Our findings did seem to confirm one of the criticisms of Flash, namely that Flash content isn't upgraded very often. When we examined the current incarnations of the archived sites, most of them were still encouraging users to install the version of Flash Player that was available when the Flash content was first deployed.

When viewed in terms of desirable characteristics for long-term preservation, Flash presents something of a mixed bag.

Characteristic Preferred value Flash value
Format status International standard Proprietary
Specification status Open Mostly open
Encoding Plain text Binary
Popularity and use High High
Backwards compatibility Good Good
Stability High (infrequent changes) Low (new versions almost yearly)
Third party support level High High (including open source)
Migration target Open standard format Open standard format (SVG)
Migration accuracy Extremely high fidelity Medium fidelity
Metadata Robust; text-based Minimal; binary

Table. Some criteria for rating a file format for preservation purposes.

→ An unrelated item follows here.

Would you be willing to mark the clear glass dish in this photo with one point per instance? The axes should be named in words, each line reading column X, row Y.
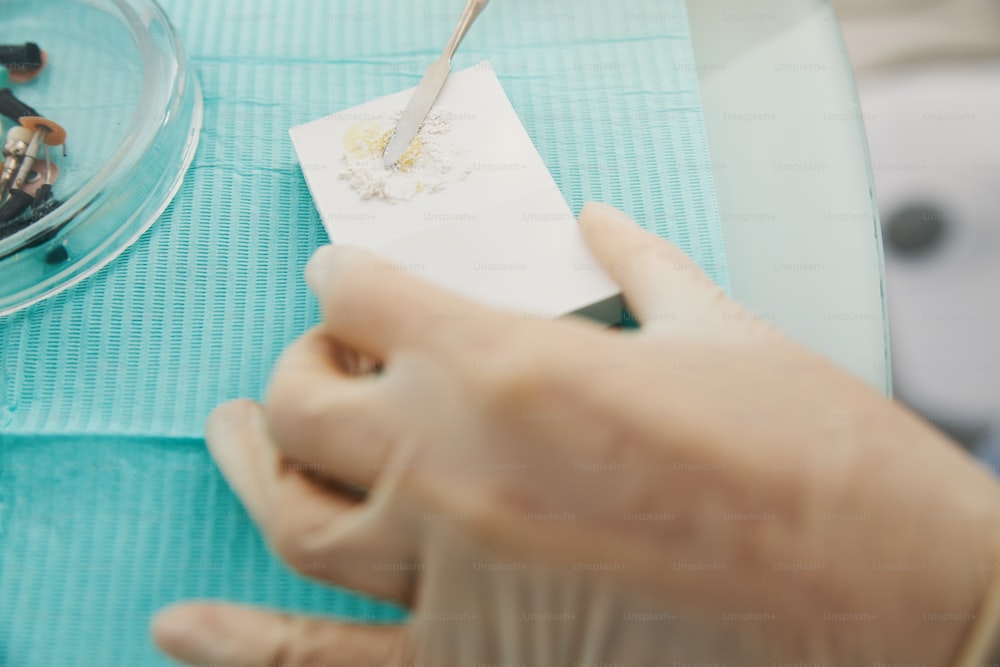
column 118, row 81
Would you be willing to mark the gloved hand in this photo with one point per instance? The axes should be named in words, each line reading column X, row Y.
column 554, row 493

Flash does score well in some areas. There are large user and developer communities and a significant amount of third party software support, though Macromedia's products still dominate.  The "swf" specification (the Flash delivery format) is open, but not quite to the degree it could be. Unlike, for example, the PDF specification, which is freely downloadable from Adobe's Web site, in order to download the Flash specification, one must first agree to a 10-point license agreement and then register at the Macromedia site. Additionally, Macromedia does not release the specification for "fla," the format used by Macromedia's Flash development tools to create and edit projects. This policy, though protective of Macromedia's market for Flash development tools, undoubtedly limits the number of full-fledged competing authoring products, and makes it much more difficult to migrate a project from one environment to another.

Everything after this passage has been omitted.